No se le ocurrió comprobar el contenido de su cartera antes de lanzarse a la calle. La necesidad de algo que llevarse a la boca ese día para el almuerzo, y de un poco de aire fresco, le hicieron salir sin darse cuenta de que apenas llevaría un par de euros para conseguir algo de comida.
Eran sobre las once de la mañana y aún hacía algo de fresco, a pesar de la sudadera, le hacían temblar las ocasionales rachas de viento cuando el sol se ocultaba tras alguna nube. Cuando llegó al supermercado se paró a pensar en cuánto dinero llevaría encima, y aprovechó su presupuesto para coger una berenjena y algo de pan que, junto con algunas sobras, podrían al menos solucionarle el día.
La vuelta a casa la hizo más despacio de lo acostumbrado, enfrentarse a la metafórica montaña de correos por responder le parecía un desafío demasiado duro para un día como aquel, aunque quizás el peso de trabajo aligerase la carga aún mayor que le suponía dicha fecha.
Eran casi las nueve de la noche cuando por fin pudo bajar la pantalla de su portátil y tomarse unos minutos para sí mismo. Volvía a ser 14 de mayo, y con este se cumplían ya cinco años desde la caída del meteorito. Sabía que por mucho que intentase mantenerse alejado de los recuerdos, aquella noche le sería imposible conciliar el sueño temprano, por lo que decidió dar un paseo hasta la playa y aprovechar la calma nocturna, agradeciendo su idea del día anterior de haber adelantado trabajo para poder tomarse libre aquel miércoles.
Apenas se cruzó con gente de camino, y se sentó en la arena lo suficientemente lejos de la orilla como para evitar a los escasos transeúntes que paseaban mojándose los pies en el mar a pesar de que la temperatura hubiese bajado. No se quiso acercar a su zona favorita de playa, ya que quedaba demasiado cerca de la parte vallada de la playa, aquella en la que aún no se había restaurado nada y quedaba riesgo de derrumbes en los acantilados cercanos.
Ni la brisa fresca ni su amor por el mar consiguieron mantener los recuerdos apartados de su cabeza. Por cada respiración profunda para calmarse, llegaban decenas de ecos de gritos a su cabeza; por cada vez que contaba hasta 50, veía aquel rostro manchado de polvo y sangre con una mueca descompuesta. Seguía odiándose a sí mismo por no ser capaz de recordarle en sus buenos momentos, por tener que recurrir a fotos antiguas, en las que ya apenas se reconocía, para recordar su sonrisa.

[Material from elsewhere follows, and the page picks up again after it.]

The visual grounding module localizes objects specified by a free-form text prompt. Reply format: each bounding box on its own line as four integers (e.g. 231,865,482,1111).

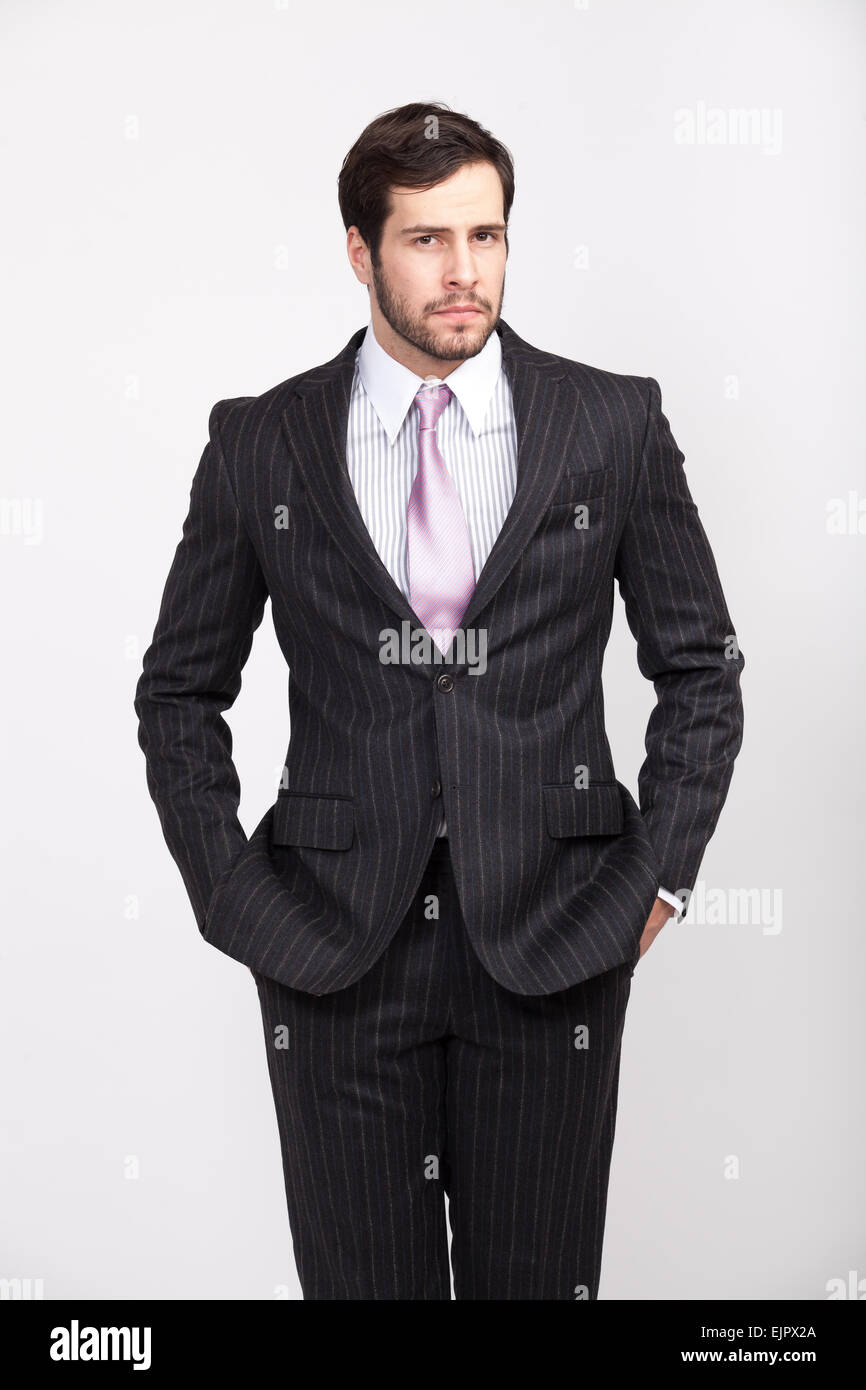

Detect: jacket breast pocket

Negación, ira, negociación, depresión, aceptación. Cinco eternas fases de duelo que su psicóloga le había hecho memorizar desde unos días después de ver morir a su hermano entre sus brazos. La primera tardó meses en superarla; la segunda fue la más liviana, teniendo en cuenta que jamás fue propenso a enfadarse ni en las situaciones más tensas. Con las demás, aún no lo tenía muy claro. Seguía cuestionándose qué otro desenlace podría haber tenido aquel día si hubiese actuado de otra forma, si en lugar de gritarle a su hermano que se levantase y corriese le hubiese cogido en brazos, o hubiese vuelto a arrastrarle, aunque hubiese supuesto morir con él. De la depresión tenía claro no haber salido.
Cinco años, cinco fases, una idea en mente. Pensó en su vida en aquel momento, en su trabajo, en sus progresos, en todo lo que parecía haber avanzado. Pero, sobre todo, en su culpa. En la carga que sentía cada día, que seguiría sintiendo cada uno de los días de su vida. “Vida”, como si eso tuviese ya mucho sentido.
Soltó el móvil, soltó las llaves, soltó su ropa. Se adentró en el mar sin nada más que su delgadez desnuda, dispuesto a nadar hasta que le doliese el último músculo de su cuerpo, con tal de apaciguar así el dolor interno. Llevaba un rato sin hacer pie cuando se dio cuenta de que se ahogaba, de que sus pulmones no aguantaban una brazada más. En un impulso desesperado, instinto de supervivencia, intentó volver. Pero pudo más el peso de la culpa. Se dejó caer.